Hey everyone! It’s my enormous pleasure to present Hex Diff, an official hex.pm service for generating web-based diffs between package versions on Hex. You can find it at https://diff.hex.pm.
Read more about it and why it’s a great tool for the community on the announcement blog post!
The amount of just cool stuff the Elixir community builds is astounding. Thanks for yet another very productive feature! This will make upgrading our older dependencies a little less scary.
Very useful tool, thanks! Would it be possible to add some information like a total X files changed, Y lines added, Z lines removed and then +X lines, -Y lines per file?
And what about a link on hex.pm/package to the latest diff?
I have checked it out, and for now one thing brought my attention - why fire git diff to compare two projects? Now I am thinking about writing diff algorithm in Elixir or to bring it via NIF to xdiff.

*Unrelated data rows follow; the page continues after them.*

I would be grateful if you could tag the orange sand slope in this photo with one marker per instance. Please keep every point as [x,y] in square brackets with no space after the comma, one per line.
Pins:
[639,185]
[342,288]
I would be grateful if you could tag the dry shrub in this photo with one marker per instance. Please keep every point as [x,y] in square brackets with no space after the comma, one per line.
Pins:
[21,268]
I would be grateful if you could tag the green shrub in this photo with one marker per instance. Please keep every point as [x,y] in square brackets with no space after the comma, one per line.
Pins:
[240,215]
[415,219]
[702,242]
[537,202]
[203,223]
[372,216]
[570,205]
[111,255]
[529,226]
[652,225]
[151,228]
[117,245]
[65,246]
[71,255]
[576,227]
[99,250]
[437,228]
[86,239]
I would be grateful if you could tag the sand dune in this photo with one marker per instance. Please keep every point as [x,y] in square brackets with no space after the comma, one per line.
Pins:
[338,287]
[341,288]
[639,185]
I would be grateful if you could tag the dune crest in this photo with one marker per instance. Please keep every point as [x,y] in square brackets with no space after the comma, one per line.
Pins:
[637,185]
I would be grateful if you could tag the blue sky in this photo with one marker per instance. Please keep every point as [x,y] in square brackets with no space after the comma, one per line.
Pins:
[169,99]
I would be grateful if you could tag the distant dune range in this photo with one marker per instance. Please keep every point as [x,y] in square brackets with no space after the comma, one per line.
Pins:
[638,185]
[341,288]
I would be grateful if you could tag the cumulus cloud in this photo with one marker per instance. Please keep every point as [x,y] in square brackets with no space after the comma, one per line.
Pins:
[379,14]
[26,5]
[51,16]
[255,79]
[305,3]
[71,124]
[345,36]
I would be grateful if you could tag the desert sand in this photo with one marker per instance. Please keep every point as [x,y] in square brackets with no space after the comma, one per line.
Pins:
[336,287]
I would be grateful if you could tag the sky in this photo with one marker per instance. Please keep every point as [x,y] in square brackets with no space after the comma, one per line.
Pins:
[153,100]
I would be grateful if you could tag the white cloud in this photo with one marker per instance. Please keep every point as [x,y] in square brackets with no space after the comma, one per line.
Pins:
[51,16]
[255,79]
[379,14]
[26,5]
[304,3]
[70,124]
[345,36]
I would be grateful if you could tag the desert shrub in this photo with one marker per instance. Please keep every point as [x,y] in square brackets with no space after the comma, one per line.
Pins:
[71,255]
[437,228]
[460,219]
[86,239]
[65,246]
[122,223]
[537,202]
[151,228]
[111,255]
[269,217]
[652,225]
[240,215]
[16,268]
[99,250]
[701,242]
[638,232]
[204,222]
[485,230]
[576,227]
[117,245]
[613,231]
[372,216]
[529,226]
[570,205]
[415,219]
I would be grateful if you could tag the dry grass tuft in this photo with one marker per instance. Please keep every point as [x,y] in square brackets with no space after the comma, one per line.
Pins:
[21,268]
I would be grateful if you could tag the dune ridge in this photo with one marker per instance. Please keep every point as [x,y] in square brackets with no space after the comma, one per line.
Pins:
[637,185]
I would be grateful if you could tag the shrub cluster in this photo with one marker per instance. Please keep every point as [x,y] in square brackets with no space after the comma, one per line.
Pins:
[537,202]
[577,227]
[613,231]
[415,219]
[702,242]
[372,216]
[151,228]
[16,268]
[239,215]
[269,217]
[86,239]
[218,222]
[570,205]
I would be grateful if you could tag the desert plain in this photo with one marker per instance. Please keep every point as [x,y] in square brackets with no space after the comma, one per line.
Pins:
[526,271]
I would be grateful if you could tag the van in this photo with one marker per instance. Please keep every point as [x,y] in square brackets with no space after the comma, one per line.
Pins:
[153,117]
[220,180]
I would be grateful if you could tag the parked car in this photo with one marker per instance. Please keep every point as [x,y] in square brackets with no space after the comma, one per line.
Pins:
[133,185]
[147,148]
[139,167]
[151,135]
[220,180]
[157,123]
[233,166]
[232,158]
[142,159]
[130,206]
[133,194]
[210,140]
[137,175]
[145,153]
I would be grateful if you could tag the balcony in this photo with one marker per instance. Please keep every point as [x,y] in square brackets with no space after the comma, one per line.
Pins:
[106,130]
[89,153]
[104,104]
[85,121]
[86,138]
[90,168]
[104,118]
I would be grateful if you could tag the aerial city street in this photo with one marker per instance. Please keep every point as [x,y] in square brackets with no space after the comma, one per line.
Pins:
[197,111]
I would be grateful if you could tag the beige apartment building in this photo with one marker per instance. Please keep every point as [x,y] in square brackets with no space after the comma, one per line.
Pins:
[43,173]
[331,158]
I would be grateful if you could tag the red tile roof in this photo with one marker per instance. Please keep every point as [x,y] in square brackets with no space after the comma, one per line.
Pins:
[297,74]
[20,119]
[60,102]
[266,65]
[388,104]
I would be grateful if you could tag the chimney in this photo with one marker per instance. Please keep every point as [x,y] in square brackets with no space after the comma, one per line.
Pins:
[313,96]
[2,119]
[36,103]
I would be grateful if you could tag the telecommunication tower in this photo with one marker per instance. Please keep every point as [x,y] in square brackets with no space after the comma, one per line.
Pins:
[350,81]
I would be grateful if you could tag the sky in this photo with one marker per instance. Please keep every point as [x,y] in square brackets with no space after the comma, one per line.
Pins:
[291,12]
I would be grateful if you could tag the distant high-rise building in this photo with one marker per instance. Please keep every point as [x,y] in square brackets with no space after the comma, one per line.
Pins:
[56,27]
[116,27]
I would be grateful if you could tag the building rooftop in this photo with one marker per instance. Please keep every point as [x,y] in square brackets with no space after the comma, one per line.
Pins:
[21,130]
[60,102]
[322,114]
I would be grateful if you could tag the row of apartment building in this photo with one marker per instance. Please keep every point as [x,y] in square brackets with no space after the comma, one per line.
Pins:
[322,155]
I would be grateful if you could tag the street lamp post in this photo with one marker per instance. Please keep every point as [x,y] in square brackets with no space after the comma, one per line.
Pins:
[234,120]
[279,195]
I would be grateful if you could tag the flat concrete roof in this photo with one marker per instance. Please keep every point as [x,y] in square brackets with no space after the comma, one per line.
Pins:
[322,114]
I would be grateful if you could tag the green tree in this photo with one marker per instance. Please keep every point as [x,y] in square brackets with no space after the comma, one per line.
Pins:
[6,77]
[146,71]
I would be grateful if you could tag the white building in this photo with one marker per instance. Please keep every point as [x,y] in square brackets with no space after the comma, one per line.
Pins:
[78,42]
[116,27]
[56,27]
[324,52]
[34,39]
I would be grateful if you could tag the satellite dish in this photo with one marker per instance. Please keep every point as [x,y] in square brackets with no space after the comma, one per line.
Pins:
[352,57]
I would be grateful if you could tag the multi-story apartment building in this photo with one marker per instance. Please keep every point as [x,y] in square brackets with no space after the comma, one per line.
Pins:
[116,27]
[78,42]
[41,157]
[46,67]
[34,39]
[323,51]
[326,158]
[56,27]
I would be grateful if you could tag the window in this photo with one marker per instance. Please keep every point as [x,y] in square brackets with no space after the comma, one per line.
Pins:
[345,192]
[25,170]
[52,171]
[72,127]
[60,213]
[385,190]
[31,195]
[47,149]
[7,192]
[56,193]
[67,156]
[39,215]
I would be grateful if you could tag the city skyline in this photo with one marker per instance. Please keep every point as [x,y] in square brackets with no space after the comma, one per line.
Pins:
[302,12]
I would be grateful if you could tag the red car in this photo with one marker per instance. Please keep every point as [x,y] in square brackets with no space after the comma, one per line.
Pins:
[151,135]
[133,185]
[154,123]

Using git diff was a pragmatic choice with libraries support (we use git_diff | Hex to parse hunks to provide better user experience).
I think a pure Elixir solution would be interesting and in fact that could be a great default for another tool: mix hex.package diff (we couldn’t use a NIF there)
xdiff is library used by Git, so there should be no difference. By the way, do you use regular algorithm or patience? Patience one should give slightly better results while being slightly more computationally expensive (but caching should made it neglible difference).
I will try to write something like that in some spare time.
I have spotted that Elixir already provides functionality that I wanted to implement - List.myers_difference/2, however I would need to dig more if there is space for optimisations, I am still learning the Myer’s algorithm.
@jola you can see that one and see how much performance difference is there between calling external Git command vs using above function on in-memory data. If there is noticeable difference that cannot be solved by caching then I can try to implement NIF for Git’s xdiff library.
Github and hex are completely unrelated. Files are directly uploaded from the maintainers computer. They might just have a .gitignore setup for .DS_Store files.